我目前正在设法在最多15个给定点中找到矩形/多边形(下图)。
我的目标是要在该点阵列中找到多边形,就像我在下图中标记的那样。多边形在现实世界中是矩形,但它们有些扭曲,这就是它们看起来像多边形或其他形状的原因。我必须找到最好的矩形/多边形。
我的想法是检查点之间的所有连接,但是总的来说要花很多时间。
有人知道如何解决这个问题吗?我在网上进行了研究,发现sklearn中的k-Nearest算法适用于python,但是如果这是解决问题的正确方法以及如何解决这一问题,我没有经验去做。

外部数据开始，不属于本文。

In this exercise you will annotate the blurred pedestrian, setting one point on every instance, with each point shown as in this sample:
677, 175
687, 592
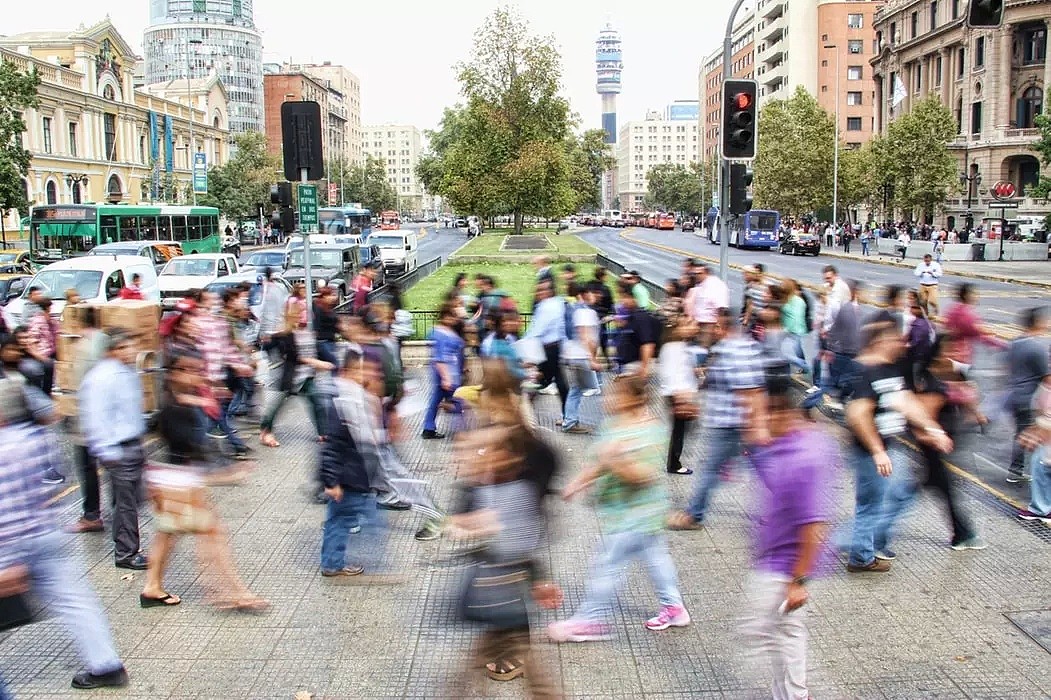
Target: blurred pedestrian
796, 471
110, 403
625, 471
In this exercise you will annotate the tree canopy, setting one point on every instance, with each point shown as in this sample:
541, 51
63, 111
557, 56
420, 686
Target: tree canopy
510, 147
241, 184
18, 93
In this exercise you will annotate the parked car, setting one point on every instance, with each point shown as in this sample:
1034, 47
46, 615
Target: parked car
97, 279
159, 252
801, 244
13, 262
330, 265
260, 260
12, 285
197, 271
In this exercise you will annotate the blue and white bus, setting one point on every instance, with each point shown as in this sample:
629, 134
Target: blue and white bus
338, 222
757, 228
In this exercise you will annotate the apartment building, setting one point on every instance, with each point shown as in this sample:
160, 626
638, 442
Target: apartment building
994, 81
662, 137
399, 147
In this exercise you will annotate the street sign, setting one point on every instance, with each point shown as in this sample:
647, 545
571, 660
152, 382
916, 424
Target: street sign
1004, 190
200, 173
308, 208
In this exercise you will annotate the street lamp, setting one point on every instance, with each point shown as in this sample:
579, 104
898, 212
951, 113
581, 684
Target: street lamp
836, 145
970, 179
76, 179
189, 99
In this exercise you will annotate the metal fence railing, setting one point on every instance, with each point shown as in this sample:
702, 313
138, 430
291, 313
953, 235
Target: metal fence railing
657, 293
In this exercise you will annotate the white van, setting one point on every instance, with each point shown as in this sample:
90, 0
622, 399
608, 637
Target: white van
97, 279
399, 250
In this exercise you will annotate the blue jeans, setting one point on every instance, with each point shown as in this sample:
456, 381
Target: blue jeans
1039, 490
722, 445
580, 377
354, 509
609, 573
56, 580
879, 501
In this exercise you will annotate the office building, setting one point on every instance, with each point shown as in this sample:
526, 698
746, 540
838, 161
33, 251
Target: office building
200, 37
994, 81
95, 138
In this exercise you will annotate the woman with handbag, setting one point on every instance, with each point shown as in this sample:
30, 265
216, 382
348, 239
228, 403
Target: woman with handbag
677, 369
505, 512
180, 497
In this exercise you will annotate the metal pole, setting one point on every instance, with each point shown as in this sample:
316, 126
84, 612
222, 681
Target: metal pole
724, 180
308, 280
189, 99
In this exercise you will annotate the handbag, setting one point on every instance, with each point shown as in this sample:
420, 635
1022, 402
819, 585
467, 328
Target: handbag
180, 497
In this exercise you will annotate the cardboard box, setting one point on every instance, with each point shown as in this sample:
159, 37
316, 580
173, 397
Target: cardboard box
131, 314
66, 405
63, 375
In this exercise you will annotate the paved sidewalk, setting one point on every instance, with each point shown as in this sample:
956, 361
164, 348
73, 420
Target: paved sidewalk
935, 626
1025, 272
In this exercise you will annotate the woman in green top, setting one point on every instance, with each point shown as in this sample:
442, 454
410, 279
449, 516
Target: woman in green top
633, 507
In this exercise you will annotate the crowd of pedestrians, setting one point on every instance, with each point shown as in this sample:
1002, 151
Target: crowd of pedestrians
738, 368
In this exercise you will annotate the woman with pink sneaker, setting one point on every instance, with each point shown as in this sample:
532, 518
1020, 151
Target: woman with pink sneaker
633, 507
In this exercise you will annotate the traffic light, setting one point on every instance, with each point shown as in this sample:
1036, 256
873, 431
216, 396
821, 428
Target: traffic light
740, 188
739, 120
282, 193
985, 13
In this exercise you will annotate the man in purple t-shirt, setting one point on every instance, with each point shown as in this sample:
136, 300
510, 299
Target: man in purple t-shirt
796, 471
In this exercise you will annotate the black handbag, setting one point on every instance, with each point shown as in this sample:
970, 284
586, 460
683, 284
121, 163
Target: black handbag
497, 594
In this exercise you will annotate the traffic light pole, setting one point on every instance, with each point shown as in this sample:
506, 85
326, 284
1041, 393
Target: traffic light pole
723, 163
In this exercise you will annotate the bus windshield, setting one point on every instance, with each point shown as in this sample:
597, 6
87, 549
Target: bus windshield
55, 283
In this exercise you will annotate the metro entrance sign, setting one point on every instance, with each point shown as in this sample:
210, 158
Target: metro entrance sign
308, 208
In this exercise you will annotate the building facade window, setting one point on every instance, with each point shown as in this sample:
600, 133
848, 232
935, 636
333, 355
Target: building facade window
45, 127
1032, 45
109, 129
1030, 105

也许我还需要一种方法来过滤掉一些离群值,以使算法更容易找到多边形的右角点。
下面的代码片段将给定的点字符串分成单独的数组,数组坐标仅包含点的x和y值。
非常感谢您的帮助。
import math
import numpy as np
import matplotlib.pyplot as plt
import time
from sklearn.neighbors import NearestNeighbors
millis = round(int(time.time())) / 1000
####input String
print("2D to 3D convert")
resultString = "0,487.50,399.46,176.84,99.99;1,485.93,423.43,-4.01,95.43;2,380.53,433.28,1.52,94.90;3,454.47,397.68,177.07,90.63;4,490.20,404.10,-6.17,89.90;5,623.56,430.52,-176.09,89.00;6,394.66,385.44,90.22,87.74;7,625.61,416.77,-177.95,87.02;8,597.21,591.66,-91.04,86.49;9,374.03,540.89,-11.20,85.77;10,600.51,552.91,178.29,85.52;11,605.29,530.78,-179.89,85.34;12,583.73,653.92,-82.39,84.42;13,483.56,449.58,-91.12,83.37;14,379.01,451.62,-6.21,81.51"
resultString = resultString.split(";")
resultStringSplitted = list()
coordinatesOnly = list()
for i in range(len(resultString)):
resultStringSplitted .append(resultString[i].split(","))
newList = ((float(resultString[i].split(",")[1]),float(resultString[i].split(",")[2])))
coordinatesOnly.append(newList)
for j in range(len(resultStringSplitted[i])):
resultStringSplitted[i][j] = float(resultStringSplitted[i][j])
#Check if score is valid
validScoreList = list()
for i in range(len(resultStringSplitted)):
if resultStringSplitted[i][len(resultStringSplitted[i])-1] != 0:
validScoreList.append(resultStringSplitted[i])
resultStringSplitted = validScoreList
#Result String array contains all 2D results
# [Point Number, X Coordinate, Y Coordinate, Angle, Point Score]
for i in range(len(resultStringSplitted)):
plt.scatter(resultStringSplitted[i][1],resultStringSplitted[i][2])
plt.show(block=True)
答案 0 :(得分:0)
由于您提到最多可以有15个点,因此我建议检查4个点的所有可能组合,并保留所有与理想矩形足够接近的矩形。对于15点,它是“仅” 15*14*13*12=32760个可能的矩形。
import math
import itertools
import numpy as np
coordinatesOnly = ((0,0),(0,1),(1,0),(1,1),(2,0),(2,1),(1,3)) # Test data
rectangles = []
# Returns True if l0 and l1 are within 10% deviation
def isValid(l0, l1):
if l0 == 0 or l1 == 0:
return False
return abs(max(l0,l1)/min(l0,l1) - 1) < 0.1
for p in itertools.combinations(np.array(coordinatesOnly),4):
for r in itertools.permutations(p,4):
l01 = np.linalg.norm(r[1]-r[0]) # Side
l12 = np.linalg.norm(r[2]-r[1]) # Side
l23 = np.linalg.norm(r[3]-r[2]) # Side
l30 = np.linalg.norm(r[0]-r[3]) # Side
l02 = np.linalg.norm(r[2]-r[0]) # Diagonal
l13 = np.linalg.norm(r[2]-r[0]) # Diagonal
areSidesEqual = isValid(l01,l23) and isValid(l12,l30)
isDiag1Valid = isValid(math.sqrt(l01*l01+l30*l30),l13) # Pythagore
isDiag2Valid = isValid(math.sqrt(l01*l01+l12*l12),l02) # Pythagore
if areSidesEqual and isDiag1Valid and isDiag2Valid:
rectangles.append(r)
break
print(rectangles)
在计算机上以15个点运行需要大约1秒钟。这实际上取决于您对计算时间的要求,即实时,交互时间,即“我只是不想花几天时间等待答案”。